Pratibha Ind.: Depreciation, interest charges upset profits

Jun 5, 2012

Pratibha Industries announced its results for the quarter and full year ended March 2012. During 4QFY12, net sales grew by 49% YoY, while profits increased by 7%.

Performance summary
  • Revenues grow by 49% YoY, led by a 72% YoY increase in the company's 'infrastructure & construction' business.
  • Operating profits grow at a slower pace of 24% YoY as margins contract by 2.5% YoY to 12%.
  • Profits increase at a relatively slower pace of 7% YoY on the back of higher depreciation and interest charges.
  • During full year FY12, company's standalone revenues grew by 28% YoY, while profits increased by 17% YoY.
  • Board recommends dividend of Rs 0.6 per share (dividend yield of about 1.5%).
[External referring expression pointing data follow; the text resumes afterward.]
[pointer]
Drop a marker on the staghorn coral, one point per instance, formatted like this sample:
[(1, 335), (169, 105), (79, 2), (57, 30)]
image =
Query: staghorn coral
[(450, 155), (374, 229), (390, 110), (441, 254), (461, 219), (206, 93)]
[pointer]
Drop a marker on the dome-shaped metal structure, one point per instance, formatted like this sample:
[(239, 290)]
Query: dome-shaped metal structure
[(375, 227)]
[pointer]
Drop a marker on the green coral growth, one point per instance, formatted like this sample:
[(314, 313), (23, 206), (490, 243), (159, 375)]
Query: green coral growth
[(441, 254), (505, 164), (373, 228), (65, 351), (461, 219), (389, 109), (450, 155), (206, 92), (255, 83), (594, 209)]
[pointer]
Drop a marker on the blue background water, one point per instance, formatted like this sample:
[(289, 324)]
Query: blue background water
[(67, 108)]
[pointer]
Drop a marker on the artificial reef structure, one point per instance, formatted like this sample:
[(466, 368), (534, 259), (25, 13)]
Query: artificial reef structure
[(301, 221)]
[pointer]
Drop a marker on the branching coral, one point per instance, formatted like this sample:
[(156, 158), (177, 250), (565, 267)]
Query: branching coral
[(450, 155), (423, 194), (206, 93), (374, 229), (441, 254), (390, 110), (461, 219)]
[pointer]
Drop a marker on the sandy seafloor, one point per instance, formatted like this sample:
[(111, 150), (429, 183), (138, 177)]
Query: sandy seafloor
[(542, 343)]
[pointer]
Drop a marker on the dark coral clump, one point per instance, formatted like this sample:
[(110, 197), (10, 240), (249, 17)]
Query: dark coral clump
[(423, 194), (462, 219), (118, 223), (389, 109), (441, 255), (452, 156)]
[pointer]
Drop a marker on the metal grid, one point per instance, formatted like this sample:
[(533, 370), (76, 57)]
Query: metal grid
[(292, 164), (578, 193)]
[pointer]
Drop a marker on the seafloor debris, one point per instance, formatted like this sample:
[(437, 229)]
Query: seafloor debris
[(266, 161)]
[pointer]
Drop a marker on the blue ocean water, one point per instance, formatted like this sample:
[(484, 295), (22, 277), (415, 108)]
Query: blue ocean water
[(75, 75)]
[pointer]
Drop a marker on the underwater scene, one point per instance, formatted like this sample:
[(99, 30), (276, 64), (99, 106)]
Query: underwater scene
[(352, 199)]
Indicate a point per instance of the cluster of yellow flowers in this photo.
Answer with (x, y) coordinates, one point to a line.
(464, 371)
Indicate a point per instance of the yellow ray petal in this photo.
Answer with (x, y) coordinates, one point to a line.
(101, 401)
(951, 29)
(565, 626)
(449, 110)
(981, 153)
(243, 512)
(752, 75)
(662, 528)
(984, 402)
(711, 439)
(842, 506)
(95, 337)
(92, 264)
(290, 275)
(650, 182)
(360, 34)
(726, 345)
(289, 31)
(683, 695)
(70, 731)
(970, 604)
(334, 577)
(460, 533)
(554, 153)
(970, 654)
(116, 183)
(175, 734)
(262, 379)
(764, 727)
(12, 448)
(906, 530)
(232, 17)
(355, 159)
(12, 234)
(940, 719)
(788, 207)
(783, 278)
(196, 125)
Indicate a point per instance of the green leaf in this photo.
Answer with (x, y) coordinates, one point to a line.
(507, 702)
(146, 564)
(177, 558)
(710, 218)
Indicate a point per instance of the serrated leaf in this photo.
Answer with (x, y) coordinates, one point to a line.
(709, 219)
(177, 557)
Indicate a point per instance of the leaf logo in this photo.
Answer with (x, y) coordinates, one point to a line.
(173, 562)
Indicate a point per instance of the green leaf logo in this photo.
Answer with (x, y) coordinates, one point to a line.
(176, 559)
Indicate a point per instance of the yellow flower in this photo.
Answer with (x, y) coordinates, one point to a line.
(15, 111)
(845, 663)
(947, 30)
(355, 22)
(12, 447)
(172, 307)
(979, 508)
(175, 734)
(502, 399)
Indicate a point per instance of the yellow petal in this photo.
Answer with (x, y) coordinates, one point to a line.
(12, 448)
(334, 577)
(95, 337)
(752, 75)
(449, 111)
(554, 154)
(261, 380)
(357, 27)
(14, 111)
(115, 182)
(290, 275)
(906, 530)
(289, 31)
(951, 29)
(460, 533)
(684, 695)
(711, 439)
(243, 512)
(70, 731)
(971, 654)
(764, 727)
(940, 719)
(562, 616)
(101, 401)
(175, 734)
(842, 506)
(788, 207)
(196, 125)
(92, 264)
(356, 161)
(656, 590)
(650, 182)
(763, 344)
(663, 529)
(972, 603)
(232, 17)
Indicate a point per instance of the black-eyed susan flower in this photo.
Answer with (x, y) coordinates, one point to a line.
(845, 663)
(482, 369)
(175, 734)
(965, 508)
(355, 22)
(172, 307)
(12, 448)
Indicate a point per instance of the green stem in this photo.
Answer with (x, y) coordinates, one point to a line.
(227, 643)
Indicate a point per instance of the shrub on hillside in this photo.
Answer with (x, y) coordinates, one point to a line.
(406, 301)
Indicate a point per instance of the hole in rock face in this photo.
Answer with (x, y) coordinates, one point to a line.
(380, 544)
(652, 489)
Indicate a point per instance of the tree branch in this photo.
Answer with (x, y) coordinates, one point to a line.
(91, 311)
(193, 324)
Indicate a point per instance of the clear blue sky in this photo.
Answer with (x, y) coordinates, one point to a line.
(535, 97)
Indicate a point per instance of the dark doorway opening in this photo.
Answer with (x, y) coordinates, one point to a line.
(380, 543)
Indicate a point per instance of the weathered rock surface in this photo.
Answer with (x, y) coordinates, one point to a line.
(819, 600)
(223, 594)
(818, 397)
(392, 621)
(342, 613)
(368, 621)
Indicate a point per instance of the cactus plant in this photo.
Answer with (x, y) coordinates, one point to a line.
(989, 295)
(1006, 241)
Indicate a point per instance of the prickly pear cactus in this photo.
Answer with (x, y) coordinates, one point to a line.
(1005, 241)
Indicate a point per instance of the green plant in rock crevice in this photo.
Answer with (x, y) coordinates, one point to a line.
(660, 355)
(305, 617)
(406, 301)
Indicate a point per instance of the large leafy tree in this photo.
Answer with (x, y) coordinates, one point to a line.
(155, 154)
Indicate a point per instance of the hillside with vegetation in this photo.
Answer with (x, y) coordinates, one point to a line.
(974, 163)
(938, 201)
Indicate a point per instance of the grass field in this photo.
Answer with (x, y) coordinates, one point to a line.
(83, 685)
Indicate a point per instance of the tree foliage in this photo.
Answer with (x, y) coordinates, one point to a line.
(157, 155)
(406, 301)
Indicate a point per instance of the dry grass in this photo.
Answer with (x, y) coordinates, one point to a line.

Standalone financial snapshot
(Rs m) 4QFY11 4QFY12 Change FY11 FY12 Change
Income from operations 3,462 5,166 49.2% 11,727 15,034 28.2%
Expenditure 2,960 4,546 53.6% 10,025 12,948 29.1%
Operating profit (EBDITA) 502 621 23.6% 1,701 2,087 22.7%
Operating profit margin (%) 14.5% 12.0%   14.5% 13.9%  
Other income 11 3 -75.1% 12 53 323.6%
Finance costs 118 186 57.9% 612 839 37.1%
Depreciation 37 50 36.0% 143 188 31.4%
Profit before tax 359 387 7.9% 958 1,111 16.0%
Tax 84 95 12.6% 244 279 14.5%
Profit after tax/(loss) 274 292 6.5% 714 832 16.5%
Net profit margin (%) 7.9% 5.6%   6.1% 5.5%  
No. of shares (m)         101.1  
Basic & diluted earnings per share (Rs)         8.2  
P/E ratio (x) *         4.6  
(*On a trailing 12-month basis)

What has driven performance in 4QFY12?
  • Pratibha Industries' (PIL) net sales increased 49.2% YoY in 4QFY12 led by a 72% YoY increase in I&C (infrastructure & construction) segment. However, revenues from the manufacturing segment declined 48% YoY. It must be noted that while I&C segment contributes 95% to the total gross revenues, the net revenue growth is not in the same proportion due to the inter-segmental adjustments.

    Segmental Break up
    (Rs m) 4QFY11 4QFY12 Change FY11 FY12 Change
    Infrastructure & Construction
    Revenue 2,963 5,089 72% 10,577 14,570 38%
    % share 84% 95%   89% 94%  
    PBIT margin 15.6% 12.0%   14.3% 13.1%  
    Revenue 538 257 -48% 1,337 903 -32%
    % share 15% 5%   11% 6%  
    PBIT margin 1.8% 4.5%   7.2% 6.8%  
    Revenue 11 3 -48% 12 53 324%
    % share 0% 0%   0% 0%  
    PBIT margin 100.0% 100.0%   100.0% 100.0%  
    Total 3,513 5,349 52% 11,927 15,526 30%
    Less: Inter-segment revenue 39 180 -48% 188 439 -48%
    Revenue 3,474 5,169 49% 11,739 15,087 29%
    PBIT margin 14.2% 12.1%   13.8% 13.4%  

  • PIL's operating profits increased by 24% YoY, a slower pace as compared to the increase in net revenues. This was on the back of a 54% YoY rise in costs. Operating margins during the quarter declined by 2.5% YoY to 12%. This was on the back of higher manufacturing, construction and operating expenses coupled with higher other expenditure.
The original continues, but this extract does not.